PAR BACARY DOMINGO MANE

Deux chroniqueurs de WEB TV (télévision en ligne), ont déclaré que le leader de Pastef, Ousmane Sonko, voulait manipuler l’opinion, en glissant ses mains derrière le dos, pour faire croire qu’on l’a menotté. C’était lors des évènements de mars 2021, quand les forces de l’ordre ont arrêté son cortège pour l’obliger à changer d’itinéraire.

Ces chroniqueurs occasionnels se sont-ils vraiment interrogés sur le sentiment qui traversait Ousmane Sonko en ce moment-là ? A moins de lui dénier son humanité. Puisque tout être humain a des reflexes face aux agressions extérieures. Les gestes authentiques (et non appris) traduisent notre climat mental.

La synergologie nous apprend que chaque sentiment présent dans notre conscience se traduit automatiquement en gestes, postures ou  mimiques (GPM)[1]. Chaque pensée entraine, par conséquent, un effet gesticulatoire.
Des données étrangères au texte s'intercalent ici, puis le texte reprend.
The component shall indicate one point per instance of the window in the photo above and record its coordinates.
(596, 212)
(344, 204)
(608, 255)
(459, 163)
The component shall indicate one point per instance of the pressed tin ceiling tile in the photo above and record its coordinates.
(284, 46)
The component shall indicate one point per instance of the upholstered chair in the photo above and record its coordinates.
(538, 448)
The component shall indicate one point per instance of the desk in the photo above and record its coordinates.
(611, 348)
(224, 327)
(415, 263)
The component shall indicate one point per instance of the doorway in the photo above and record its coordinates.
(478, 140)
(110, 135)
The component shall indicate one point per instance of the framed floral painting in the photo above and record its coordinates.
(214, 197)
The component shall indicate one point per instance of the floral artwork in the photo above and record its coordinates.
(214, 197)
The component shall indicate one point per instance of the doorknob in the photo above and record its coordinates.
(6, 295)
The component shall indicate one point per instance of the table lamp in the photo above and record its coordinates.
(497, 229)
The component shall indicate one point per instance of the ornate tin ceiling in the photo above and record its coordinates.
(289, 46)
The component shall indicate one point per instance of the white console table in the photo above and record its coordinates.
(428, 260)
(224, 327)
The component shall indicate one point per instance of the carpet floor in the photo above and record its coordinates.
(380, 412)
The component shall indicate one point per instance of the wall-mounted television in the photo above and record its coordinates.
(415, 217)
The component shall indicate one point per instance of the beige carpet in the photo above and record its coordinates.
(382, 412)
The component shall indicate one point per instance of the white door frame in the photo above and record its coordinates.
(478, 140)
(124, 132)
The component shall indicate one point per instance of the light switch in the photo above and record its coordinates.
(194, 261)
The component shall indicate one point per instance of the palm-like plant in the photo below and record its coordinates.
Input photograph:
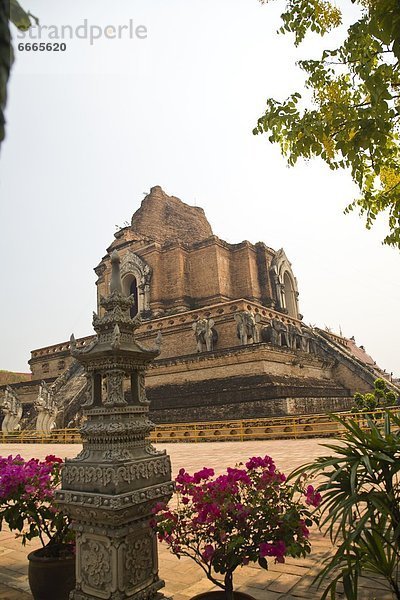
(360, 506)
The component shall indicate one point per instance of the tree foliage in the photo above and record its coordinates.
(10, 11)
(360, 507)
(352, 120)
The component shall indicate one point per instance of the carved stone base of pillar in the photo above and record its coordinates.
(145, 595)
(117, 566)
Au lieu de chercher à comprendre ce que ce geste traduit, nos chroniqueurs ont choisi le raccourci de la diabolisation qui les installe soit dans l’ignorance, soit dans la mauvaise foi.
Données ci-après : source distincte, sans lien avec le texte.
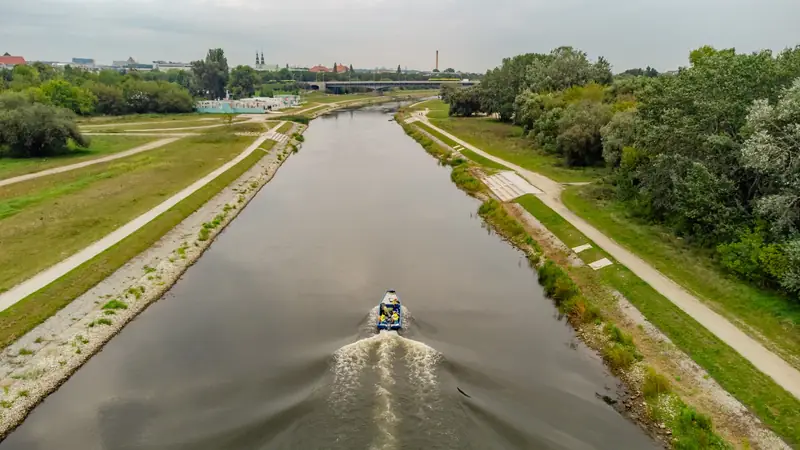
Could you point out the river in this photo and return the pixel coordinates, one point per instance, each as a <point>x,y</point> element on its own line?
<point>268,342</point>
C’est un geste que l’on observe souvent, en Afrique, chez les personnes d’un certain âge portant le boubou. On peut être amené à penser que le geste sert juste à éviter que le boubou se salisse. Pourtant, ce n’est pas toutes les personnes portant le boubou qui font régulièrement ce geste.
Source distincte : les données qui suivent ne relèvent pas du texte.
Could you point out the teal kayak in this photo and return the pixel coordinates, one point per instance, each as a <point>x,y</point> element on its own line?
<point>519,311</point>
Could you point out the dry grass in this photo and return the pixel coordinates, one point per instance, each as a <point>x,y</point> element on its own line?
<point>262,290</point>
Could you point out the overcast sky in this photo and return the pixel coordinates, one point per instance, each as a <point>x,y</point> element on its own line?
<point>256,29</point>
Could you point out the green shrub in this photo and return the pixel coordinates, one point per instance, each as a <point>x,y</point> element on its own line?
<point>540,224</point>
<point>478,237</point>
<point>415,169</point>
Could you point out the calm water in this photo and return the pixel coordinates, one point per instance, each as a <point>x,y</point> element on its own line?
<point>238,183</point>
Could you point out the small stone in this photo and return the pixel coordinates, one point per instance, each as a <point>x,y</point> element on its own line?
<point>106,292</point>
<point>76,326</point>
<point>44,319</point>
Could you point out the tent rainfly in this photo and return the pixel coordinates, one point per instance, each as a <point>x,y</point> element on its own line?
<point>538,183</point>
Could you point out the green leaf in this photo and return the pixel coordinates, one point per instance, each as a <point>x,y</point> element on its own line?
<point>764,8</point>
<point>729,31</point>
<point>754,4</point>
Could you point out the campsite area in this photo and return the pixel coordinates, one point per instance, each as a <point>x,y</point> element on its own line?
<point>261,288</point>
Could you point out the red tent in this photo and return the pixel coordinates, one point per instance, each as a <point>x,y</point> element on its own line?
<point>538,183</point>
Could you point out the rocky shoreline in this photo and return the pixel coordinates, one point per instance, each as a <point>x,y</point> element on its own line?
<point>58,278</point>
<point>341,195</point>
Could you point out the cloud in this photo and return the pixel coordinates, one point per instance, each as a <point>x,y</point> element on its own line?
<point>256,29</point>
C’est pourquoi l’explication servie est à la fois dérisoire et superficielle. Elle ne tient pas compte de la nature profonde de celui qui fait le geste. Glisser ses mains derrière le dos, appartient alors  à la famille des gestes dits «projectifs», c’est-à-dire qui permettent de projeter l’état d’esprit de la personne que le fait.

Le même geste fait aussi penser à la posture du professeur dans l’amphithéâtre ou de l’enseignant dans sa classe surveillant un contrôle écrit. Son état d’esprit peut traduire à la fois la réflexion et la distance.

La différence dans la distance : confiance en bandoulière 

Dans le cas qui nous intéresse (celui de Sonko), la posture du leader de Pastef semble indiquer qu’il ne voulait pas être approché ni touché par les forces de sécurité. La couleur blanche de son boubou vient renforcer le sentiment d’un homme pur qui ne veut pas être souillé.

Comme le souligne Joe Navarro[2] c’est une posture sociale qui permet à l’individu qui fait ce geste de marquer sa différence. Sonko voulait ainsi afficher, peut-être inconsciemment, son statut. Le pastéfien en chef est traversé par un sentiment de supériorité, de confiance et de pouvoir.

Ce comportement de domination et de confiance expose en même temps l’individu, puisque le geste (mains derrière le dos) libère la zone sensible de l’individu (la poitrine, le ventre et le bas-ventre).

Seul un homme confiant peut prendre un tel risque.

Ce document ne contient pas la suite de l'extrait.